A client of ours got divorced late last year after 27 years and three kids. The way she explained it was rather tragic, actually.

“It dawned on me on a Saturday morning,” she said. “My husband and I were having coffee in the kitchen and not talking, as usual. And I realized that we had essentially forgotten how to talk to each other. We had been out of practice for so long that we lost the skill completely.

“I told my husband how I felt. He said he felt the same way. And that was it. I’m happier now. But I’m still devastated that it came to that.”

Imagine that. A quarter-century of history ending in silence. It’s unfortunately more common that anyone wants to admit, but the numbers bear it out.

A 2018 study found that the number of people over 50 getting divorced has grown 109 percent since 1990 (compared to a 14 percent increase among people 40 to 49 and a 21 percent decrease in the 25- to 49-year-old demographic.

So if you’re a 40-something married woman, what can you do to make sure you don’t wind up like our newly divorced client?

From our standpoint it’s pretty simple: put in the effort to keeping yourselves in each other’s lives.


Start with a standing date night, and do your best to look your very best every time out.

The simple ask of making the choice to look good for your partner is the epitome of romance. It subliminally (or not so subliminally) establishes the other person as worthy of your effort.

We’ve had clients come in specifically for something to wear on a date with their husbands. And it warmed our hearts every time, especially that smile they get when they find the perfect piece.

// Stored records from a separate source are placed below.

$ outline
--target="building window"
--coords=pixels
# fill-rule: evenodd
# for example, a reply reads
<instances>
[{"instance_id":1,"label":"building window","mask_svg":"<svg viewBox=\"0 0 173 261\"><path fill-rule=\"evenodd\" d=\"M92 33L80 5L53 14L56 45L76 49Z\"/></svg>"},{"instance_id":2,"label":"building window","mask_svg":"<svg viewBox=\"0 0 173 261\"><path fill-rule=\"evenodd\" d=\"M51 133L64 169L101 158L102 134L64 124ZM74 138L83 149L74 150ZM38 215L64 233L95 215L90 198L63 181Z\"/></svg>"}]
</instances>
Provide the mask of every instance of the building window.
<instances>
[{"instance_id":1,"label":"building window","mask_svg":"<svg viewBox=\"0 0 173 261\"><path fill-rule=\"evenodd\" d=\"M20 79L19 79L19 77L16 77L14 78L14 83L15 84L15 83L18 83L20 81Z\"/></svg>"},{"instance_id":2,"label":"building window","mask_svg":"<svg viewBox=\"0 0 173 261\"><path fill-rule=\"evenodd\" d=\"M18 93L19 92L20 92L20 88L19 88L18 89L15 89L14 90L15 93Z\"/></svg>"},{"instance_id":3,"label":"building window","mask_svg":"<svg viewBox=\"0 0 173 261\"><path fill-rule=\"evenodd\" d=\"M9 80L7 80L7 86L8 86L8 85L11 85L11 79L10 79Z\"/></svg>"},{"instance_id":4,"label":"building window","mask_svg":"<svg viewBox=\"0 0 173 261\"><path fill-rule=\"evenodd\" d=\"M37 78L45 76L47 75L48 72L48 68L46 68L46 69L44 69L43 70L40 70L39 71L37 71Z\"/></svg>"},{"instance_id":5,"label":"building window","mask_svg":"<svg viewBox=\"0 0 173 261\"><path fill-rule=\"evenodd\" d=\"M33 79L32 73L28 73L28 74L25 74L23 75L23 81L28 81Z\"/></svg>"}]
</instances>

It’s a smile of pride, anticipation and love.

And it leads to the kind of dopamine release that builds up over time and keeps the fire burning beyond years and into decades.






Dressing for "Date Night"

What you wear obviously depends on what you’re doing, but our advice for date night with your partner is to dress elegantly but comfortably. Your partner is the one person you should feel okay about being around with your guard down.

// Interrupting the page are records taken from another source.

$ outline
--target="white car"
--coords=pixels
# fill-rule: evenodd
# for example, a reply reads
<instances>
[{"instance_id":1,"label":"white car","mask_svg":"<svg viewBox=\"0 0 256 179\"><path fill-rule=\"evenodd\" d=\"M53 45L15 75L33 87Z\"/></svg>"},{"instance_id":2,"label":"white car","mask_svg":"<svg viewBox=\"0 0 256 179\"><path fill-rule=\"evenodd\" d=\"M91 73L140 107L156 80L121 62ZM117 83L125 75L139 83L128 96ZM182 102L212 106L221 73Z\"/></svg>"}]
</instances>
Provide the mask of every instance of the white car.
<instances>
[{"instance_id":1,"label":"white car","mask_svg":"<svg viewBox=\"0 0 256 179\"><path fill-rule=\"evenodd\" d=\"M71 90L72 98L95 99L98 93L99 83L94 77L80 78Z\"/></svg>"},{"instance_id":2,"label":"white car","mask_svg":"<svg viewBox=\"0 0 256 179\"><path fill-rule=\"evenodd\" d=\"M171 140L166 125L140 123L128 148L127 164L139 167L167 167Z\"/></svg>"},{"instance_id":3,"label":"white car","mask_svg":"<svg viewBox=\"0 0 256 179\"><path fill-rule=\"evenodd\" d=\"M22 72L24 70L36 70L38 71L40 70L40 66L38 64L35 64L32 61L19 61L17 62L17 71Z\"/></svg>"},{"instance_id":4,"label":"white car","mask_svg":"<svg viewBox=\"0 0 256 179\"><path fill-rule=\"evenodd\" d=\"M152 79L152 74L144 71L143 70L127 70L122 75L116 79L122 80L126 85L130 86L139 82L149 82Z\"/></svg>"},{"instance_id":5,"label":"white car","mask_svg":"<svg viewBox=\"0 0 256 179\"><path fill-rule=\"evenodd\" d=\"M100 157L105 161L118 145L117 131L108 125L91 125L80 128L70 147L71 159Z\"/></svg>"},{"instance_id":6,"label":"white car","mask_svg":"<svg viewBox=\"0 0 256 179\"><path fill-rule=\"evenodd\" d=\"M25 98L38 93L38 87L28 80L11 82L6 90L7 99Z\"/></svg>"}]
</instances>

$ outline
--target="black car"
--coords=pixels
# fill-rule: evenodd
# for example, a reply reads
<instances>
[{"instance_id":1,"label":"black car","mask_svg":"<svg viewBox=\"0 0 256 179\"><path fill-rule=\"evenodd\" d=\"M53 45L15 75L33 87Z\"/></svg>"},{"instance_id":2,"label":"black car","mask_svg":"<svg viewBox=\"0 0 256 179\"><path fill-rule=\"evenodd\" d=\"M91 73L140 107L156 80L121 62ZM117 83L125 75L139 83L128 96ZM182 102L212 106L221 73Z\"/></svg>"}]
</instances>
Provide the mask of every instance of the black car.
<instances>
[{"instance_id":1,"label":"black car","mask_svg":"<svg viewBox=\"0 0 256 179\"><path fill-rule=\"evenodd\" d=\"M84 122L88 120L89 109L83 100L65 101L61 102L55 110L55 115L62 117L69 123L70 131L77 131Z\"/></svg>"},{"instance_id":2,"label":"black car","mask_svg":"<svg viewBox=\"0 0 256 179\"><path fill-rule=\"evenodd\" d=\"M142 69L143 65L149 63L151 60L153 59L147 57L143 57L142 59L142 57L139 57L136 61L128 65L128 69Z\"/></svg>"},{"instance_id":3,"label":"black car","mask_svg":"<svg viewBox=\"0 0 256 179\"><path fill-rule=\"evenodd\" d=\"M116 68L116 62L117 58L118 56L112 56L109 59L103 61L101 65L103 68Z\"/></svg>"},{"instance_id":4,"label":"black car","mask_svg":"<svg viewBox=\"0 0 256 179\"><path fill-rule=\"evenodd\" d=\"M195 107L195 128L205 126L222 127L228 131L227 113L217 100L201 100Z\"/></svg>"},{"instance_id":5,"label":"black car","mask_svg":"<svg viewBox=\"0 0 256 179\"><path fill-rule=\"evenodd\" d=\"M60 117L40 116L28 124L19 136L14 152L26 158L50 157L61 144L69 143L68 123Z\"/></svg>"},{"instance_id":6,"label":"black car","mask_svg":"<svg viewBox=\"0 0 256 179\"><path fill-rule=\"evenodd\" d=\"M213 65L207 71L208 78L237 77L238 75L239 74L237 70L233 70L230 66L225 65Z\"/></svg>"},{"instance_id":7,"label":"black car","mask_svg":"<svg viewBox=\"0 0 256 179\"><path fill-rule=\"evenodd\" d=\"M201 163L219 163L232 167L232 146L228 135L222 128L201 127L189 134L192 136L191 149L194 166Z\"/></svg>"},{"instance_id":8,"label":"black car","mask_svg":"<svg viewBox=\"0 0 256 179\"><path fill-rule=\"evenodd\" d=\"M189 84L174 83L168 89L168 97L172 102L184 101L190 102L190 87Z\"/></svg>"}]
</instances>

Here are a few pieces we’ve sold clients in advance of date night:











Simple "Date Nights"

There’s a time, usually in your 30s, when you equate the price and pomp of date night activity with a successful date night.

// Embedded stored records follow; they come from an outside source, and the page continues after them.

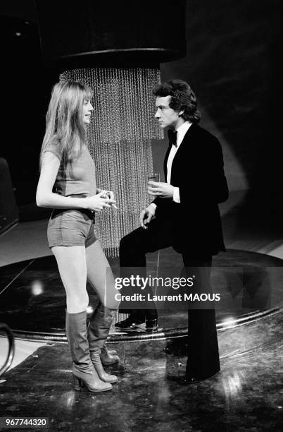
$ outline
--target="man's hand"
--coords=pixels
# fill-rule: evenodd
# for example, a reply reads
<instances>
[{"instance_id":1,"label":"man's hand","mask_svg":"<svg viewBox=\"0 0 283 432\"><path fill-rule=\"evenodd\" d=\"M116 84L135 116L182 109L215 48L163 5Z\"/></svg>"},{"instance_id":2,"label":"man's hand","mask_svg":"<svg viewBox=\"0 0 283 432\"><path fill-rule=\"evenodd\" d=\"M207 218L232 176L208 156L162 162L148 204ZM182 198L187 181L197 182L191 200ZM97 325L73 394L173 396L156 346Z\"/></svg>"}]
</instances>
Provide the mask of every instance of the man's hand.
<instances>
[{"instance_id":1,"label":"man's hand","mask_svg":"<svg viewBox=\"0 0 283 432\"><path fill-rule=\"evenodd\" d=\"M173 198L174 186L168 183L158 181L148 181L147 191L149 195L160 196L161 198Z\"/></svg>"},{"instance_id":2,"label":"man's hand","mask_svg":"<svg viewBox=\"0 0 283 432\"><path fill-rule=\"evenodd\" d=\"M149 224L151 220L151 218L156 214L156 208L154 205L151 205L151 204L146 207L146 208L144 208L141 211L141 214L139 215L139 221L141 222L141 226L146 229L146 224Z\"/></svg>"}]
</instances>

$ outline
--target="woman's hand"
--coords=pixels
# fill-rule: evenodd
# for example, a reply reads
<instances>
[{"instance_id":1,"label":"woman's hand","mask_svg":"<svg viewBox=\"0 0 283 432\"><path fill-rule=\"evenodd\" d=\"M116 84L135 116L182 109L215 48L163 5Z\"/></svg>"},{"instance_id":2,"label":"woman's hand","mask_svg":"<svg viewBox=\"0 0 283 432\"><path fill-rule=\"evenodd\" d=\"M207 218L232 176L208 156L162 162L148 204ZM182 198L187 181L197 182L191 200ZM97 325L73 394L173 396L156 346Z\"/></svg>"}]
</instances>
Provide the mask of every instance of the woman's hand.
<instances>
[{"instance_id":1,"label":"woman's hand","mask_svg":"<svg viewBox=\"0 0 283 432\"><path fill-rule=\"evenodd\" d=\"M101 192L96 195L88 196L84 198L86 208L94 212L101 212L106 208L111 208L111 205L115 201L113 199L108 198L106 193L107 191L101 191Z\"/></svg>"}]
</instances>

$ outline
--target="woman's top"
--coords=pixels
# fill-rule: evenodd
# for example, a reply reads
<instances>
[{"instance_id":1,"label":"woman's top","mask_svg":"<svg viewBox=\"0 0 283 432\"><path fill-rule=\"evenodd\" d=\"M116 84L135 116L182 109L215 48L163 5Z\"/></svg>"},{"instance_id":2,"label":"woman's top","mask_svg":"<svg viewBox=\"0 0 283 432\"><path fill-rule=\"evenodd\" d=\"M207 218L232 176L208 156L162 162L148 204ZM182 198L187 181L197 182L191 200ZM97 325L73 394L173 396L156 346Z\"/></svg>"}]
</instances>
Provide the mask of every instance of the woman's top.
<instances>
[{"instance_id":1,"label":"woman's top","mask_svg":"<svg viewBox=\"0 0 283 432\"><path fill-rule=\"evenodd\" d=\"M50 143L45 152L51 152L61 162L54 191L63 196L80 195L82 198L96 194L95 165L87 145L83 145L78 156L73 157L62 167L62 156L56 143Z\"/></svg>"}]
</instances>

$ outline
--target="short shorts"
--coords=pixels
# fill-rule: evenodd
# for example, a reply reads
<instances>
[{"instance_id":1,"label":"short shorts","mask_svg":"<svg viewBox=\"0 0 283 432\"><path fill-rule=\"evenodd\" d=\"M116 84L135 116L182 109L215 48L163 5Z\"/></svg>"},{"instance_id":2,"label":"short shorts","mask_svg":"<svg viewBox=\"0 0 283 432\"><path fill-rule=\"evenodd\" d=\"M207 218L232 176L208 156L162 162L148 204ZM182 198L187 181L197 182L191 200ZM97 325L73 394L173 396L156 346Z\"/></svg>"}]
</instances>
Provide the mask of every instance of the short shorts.
<instances>
[{"instance_id":1,"label":"short shorts","mask_svg":"<svg viewBox=\"0 0 283 432\"><path fill-rule=\"evenodd\" d=\"M96 241L94 212L89 210L53 210L47 228L49 248L89 246Z\"/></svg>"}]
</instances>

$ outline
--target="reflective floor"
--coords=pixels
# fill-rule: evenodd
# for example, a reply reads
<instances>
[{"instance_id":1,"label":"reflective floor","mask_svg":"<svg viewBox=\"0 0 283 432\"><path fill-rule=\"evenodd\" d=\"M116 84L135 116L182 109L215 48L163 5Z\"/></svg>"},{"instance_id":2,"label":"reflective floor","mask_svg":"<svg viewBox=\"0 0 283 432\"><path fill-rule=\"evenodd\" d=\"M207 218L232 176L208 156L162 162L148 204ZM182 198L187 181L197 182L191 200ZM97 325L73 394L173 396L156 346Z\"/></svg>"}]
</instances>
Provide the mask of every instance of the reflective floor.
<instances>
[{"instance_id":1,"label":"reflective floor","mask_svg":"<svg viewBox=\"0 0 283 432\"><path fill-rule=\"evenodd\" d=\"M149 254L148 275L156 275L158 253ZM161 251L158 277L182 275L180 254L169 248ZM215 302L218 326L243 316L251 319L260 311L283 306L282 260L254 252L228 250L213 260L212 284L220 301ZM115 275L118 260L110 259ZM24 332L28 337L41 335L54 340L65 340L65 294L53 256L27 260L0 268L0 322L7 323L15 335ZM97 298L88 287L89 305ZM180 308L161 308L158 323L162 330L187 325L187 313ZM121 319L118 316L117 320ZM17 332L18 331L18 332ZM161 330L160 330L161 331Z\"/></svg>"},{"instance_id":2,"label":"reflective floor","mask_svg":"<svg viewBox=\"0 0 283 432\"><path fill-rule=\"evenodd\" d=\"M0 415L44 416L51 431L282 431L282 310L218 332L221 371L184 386L186 339L110 344L111 392L73 389L68 347L39 348L6 373Z\"/></svg>"}]
</instances>

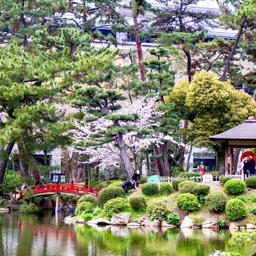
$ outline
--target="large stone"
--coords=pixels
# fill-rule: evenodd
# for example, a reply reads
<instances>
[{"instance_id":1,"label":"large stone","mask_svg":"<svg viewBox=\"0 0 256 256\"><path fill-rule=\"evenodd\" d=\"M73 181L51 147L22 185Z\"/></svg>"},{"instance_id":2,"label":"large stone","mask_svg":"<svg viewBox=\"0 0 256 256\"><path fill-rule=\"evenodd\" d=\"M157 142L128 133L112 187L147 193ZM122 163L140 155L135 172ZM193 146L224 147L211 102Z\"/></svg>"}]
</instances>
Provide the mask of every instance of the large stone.
<instances>
[{"instance_id":1,"label":"large stone","mask_svg":"<svg viewBox=\"0 0 256 256\"><path fill-rule=\"evenodd\" d=\"M162 220L161 222L160 226L161 227L167 227L168 228L176 228L176 226L171 224L168 224L165 220Z\"/></svg>"},{"instance_id":2,"label":"large stone","mask_svg":"<svg viewBox=\"0 0 256 256\"><path fill-rule=\"evenodd\" d=\"M89 220L87 223L90 224L96 224L97 225L110 225L111 222L109 220L107 220L102 218L99 218L95 220Z\"/></svg>"},{"instance_id":3,"label":"large stone","mask_svg":"<svg viewBox=\"0 0 256 256\"><path fill-rule=\"evenodd\" d=\"M160 221L154 219L151 221L148 218L143 217L140 221L141 226L149 227L159 227L160 226Z\"/></svg>"},{"instance_id":4,"label":"large stone","mask_svg":"<svg viewBox=\"0 0 256 256\"><path fill-rule=\"evenodd\" d=\"M219 225L216 220L206 220L203 222L202 228L218 228Z\"/></svg>"},{"instance_id":5,"label":"large stone","mask_svg":"<svg viewBox=\"0 0 256 256\"><path fill-rule=\"evenodd\" d=\"M127 225L130 219L129 214L115 214L111 218L111 225Z\"/></svg>"},{"instance_id":6,"label":"large stone","mask_svg":"<svg viewBox=\"0 0 256 256\"><path fill-rule=\"evenodd\" d=\"M239 228L237 226L236 226L234 223L231 223L229 227L228 227L228 228L229 229L231 230L235 230L235 229L239 229Z\"/></svg>"},{"instance_id":7,"label":"large stone","mask_svg":"<svg viewBox=\"0 0 256 256\"><path fill-rule=\"evenodd\" d=\"M48 197L44 198L44 202L43 205L43 209L52 209L52 201Z\"/></svg>"},{"instance_id":8,"label":"large stone","mask_svg":"<svg viewBox=\"0 0 256 256\"><path fill-rule=\"evenodd\" d=\"M186 216L182 223L180 225L181 228L192 228L194 224L195 221L192 219L190 219L188 216Z\"/></svg>"},{"instance_id":9,"label":"large stone","mask_svg":"<svg viewBox=\"0 0 256 256\"><path fill-rule=\"evenodd\" d=\"M251 223L247 223L246 224L246 229L255 229L256 226L253 224Z\"/></svg>"}]
</instances>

But then, in your 40s, usually after a few years with kids, you realize that the company is more important than the activity.

Go for an inexpensive dinner. Go for a walk. Catch a flick or a play. Whatever you do, you want to know you look good and not give it another second of thought. You want to be 100% focused on your partner. In a perfect world, you want to notice something different about him every time you go out, and you want him to notice something different about you. That’s not going to happen if you’re overly focused on what you’re wearing or what you’re doing.






"Date Night" Etiquette

Real life with a young family is just about trying to get through the day in one piece. Things like chivalry and courtesy take a back seat and that’s okay. But it’s not okay on date night.

You and your partner should commit to being on your best behaviour on date night. Hold doors for each other. Say “pardon me?” instead of “what?”

And make an effort to keep conversations going by avoiding words that shut them down: words like “no” and “whatever.” There’s an old improv trick where you answer everything your stage partner says with “yes…and…” so there’s always something to say and the conversation is always being added to.


And finally…
Try to keep your date nights. Yes, life is busy, but not too busy that you can’t take two hours a week to make sure you and your partner have a sustainable future.





On a personal note





Clarke and Dorothea have been married for 31 years. They’re on a super-busy buying trip, crisscrossing Europe, going frantically from show to show and making decisions that will affect the next year here at PK. But you can bet they’ll make time to take time at their favourite café romantic Maison Bès in Paris, Dry Milano in Milan for negronis and great music.